For both issuers, a well‑timed anchor book and realistic pricing will be critical to ensure smooth execution in a crowded calendar.
What to Watch Next
Over the coming days, key milestones to track include:
- Announcement of price bands and lot sizes
- These will determine the final implied valuations and minimum ticket sizes for retail investors.
- Anchor investor line‑up on 11 December (ICICI Prudential AMC)
- Strong participation from marquee global and domestic institutions would be seen as a vote of confidence in both the issuer and the pricing.
- Finalisation of CleanMax IPO dates
- Confirmation of bidding window, along with any changes in offer size or OFS composition.
- Grey market activity and analyst notes
- While grey market premium (GMP) is only one noisy indicator, early trend lines and broker research will further shape sentiment. As of early 6 December, formal GMP tracking sites were still awaiting active quotes for ICICI Prudential AMC due to the absence of a declared price band. [45]

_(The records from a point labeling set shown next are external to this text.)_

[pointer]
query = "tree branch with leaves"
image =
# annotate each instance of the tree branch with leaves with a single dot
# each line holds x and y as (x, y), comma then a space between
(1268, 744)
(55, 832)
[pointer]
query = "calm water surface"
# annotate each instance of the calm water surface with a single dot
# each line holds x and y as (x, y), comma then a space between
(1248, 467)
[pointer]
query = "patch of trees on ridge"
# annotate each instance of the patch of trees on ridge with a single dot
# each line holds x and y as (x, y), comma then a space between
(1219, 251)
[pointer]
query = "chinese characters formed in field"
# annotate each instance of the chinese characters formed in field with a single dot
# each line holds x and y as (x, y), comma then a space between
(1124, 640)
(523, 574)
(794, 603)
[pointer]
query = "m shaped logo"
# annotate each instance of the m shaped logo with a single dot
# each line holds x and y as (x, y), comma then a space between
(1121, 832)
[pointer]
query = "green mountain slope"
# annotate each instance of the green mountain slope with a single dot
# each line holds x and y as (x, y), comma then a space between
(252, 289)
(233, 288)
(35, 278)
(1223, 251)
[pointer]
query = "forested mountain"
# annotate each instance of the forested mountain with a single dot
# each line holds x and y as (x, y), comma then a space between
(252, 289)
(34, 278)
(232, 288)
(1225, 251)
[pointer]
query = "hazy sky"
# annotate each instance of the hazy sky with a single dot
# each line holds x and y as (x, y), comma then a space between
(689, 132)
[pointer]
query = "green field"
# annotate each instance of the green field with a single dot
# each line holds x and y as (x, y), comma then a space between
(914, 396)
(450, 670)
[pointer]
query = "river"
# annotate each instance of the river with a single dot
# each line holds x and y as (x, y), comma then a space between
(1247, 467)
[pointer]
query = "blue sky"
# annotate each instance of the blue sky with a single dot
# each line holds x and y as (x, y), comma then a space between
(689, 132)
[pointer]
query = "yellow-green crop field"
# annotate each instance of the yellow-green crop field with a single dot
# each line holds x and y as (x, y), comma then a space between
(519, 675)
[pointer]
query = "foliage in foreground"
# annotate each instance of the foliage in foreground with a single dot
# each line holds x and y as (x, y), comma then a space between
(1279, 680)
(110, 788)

- Broader market conditions
- Sharp moves in benchmark indices or global risk‑off events could influence both subscription and listing performance across December IPOs.
Bottom Line
As of 6 December 2025, the ICICI Prudential AMC IPO is now formally on the runway for a 12 December launch, with a large, all‑OFS deal that offers investors a stake in one of India’s most profitable and sizable asset managers — but at a valuation that will be closely scrutinised once the price band is revealed. [46]

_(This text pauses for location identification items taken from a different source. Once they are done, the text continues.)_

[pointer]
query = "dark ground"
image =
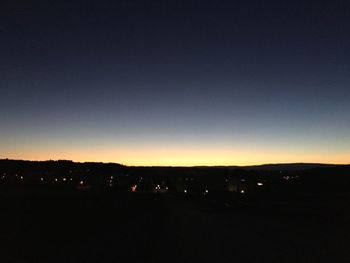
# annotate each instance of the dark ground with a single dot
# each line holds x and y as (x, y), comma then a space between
(80, 227)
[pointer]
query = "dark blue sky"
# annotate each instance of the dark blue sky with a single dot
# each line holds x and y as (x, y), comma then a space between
(175, 82)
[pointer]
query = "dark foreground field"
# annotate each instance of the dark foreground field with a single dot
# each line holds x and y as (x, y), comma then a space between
(93, 227)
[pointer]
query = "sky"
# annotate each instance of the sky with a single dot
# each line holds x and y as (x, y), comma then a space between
(175, 82)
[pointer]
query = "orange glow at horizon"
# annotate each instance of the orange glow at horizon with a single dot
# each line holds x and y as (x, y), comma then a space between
(181, 156)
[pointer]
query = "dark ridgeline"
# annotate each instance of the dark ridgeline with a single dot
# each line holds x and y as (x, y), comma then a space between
(62, 211)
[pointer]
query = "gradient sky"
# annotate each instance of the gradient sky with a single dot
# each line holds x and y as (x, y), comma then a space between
(175, 82)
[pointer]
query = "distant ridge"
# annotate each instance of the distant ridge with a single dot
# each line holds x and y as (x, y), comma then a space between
(262, 167)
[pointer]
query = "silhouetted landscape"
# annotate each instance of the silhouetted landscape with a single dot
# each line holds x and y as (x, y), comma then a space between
(62, 211)
(174, 131)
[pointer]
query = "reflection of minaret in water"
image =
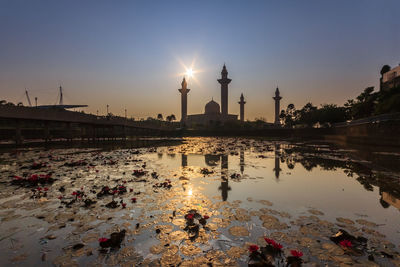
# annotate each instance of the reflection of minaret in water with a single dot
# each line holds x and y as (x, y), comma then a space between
(277, 168)
(224, 178)
(241, 153)
(184, 160)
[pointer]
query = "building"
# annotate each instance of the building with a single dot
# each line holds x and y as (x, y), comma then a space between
(213, 113)
(390, 78)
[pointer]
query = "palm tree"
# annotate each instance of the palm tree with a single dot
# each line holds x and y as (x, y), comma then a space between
(171, 118)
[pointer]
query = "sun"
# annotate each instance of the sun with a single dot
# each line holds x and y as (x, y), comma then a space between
(189, 73)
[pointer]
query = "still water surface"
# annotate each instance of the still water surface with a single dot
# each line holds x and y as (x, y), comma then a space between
(298, 193)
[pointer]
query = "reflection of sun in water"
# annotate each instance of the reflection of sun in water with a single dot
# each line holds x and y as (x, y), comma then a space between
(189, 73)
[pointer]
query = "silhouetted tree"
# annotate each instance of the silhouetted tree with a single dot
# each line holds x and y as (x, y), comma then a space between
(171, 118)
(364, 104)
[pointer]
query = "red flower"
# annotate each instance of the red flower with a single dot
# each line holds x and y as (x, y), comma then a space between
(277, 246)
(346, 243)
(269, 241)
(296, 253)
(253, 248)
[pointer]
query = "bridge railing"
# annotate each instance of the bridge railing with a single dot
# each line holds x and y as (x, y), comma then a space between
(32, 113)
(372, 119)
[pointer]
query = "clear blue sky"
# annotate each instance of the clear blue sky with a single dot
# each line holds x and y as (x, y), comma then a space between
(127, 53)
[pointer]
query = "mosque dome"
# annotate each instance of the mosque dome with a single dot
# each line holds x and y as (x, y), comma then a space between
(212, 107)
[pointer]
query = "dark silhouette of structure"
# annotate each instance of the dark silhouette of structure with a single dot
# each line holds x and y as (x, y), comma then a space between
(390, 78)
(241, 155)
(224, 178)
(242, 102)
(277, 168)
(184, 91)
(224, 81)
(212, 112)
(277, 99)
(184, 160)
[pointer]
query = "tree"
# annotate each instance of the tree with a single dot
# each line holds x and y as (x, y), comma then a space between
(364, 104)
(171, 118)
(331, 113)
(307, 115)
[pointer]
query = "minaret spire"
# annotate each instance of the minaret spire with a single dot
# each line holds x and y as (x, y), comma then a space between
(224, 81)
(277, 99)
(242, 102)
(184, 91)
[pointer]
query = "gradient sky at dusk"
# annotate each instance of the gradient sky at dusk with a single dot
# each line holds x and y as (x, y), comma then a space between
(127, 53)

Close on its heels, CleanMax Enviro Energy’s ₹5,200‑crore IPO aims to monetise India’s accelerating corporate decarbonisation push while cleaning up a leveraged balance sheet, giving investors a high‑growth but higher‑risk renewable energy opportunity. [47]
For investors, the message from market experts is clear: in a record year of IPO issuance with moderating listing pops, valuation, governance and long‑term business quality matter far more than hype. Thoroughly reading the RHPs and consulting a SEBI‑registered advisor before applying is essential — especially when two of December’s biggest deals are competing for attention in the same fortnight.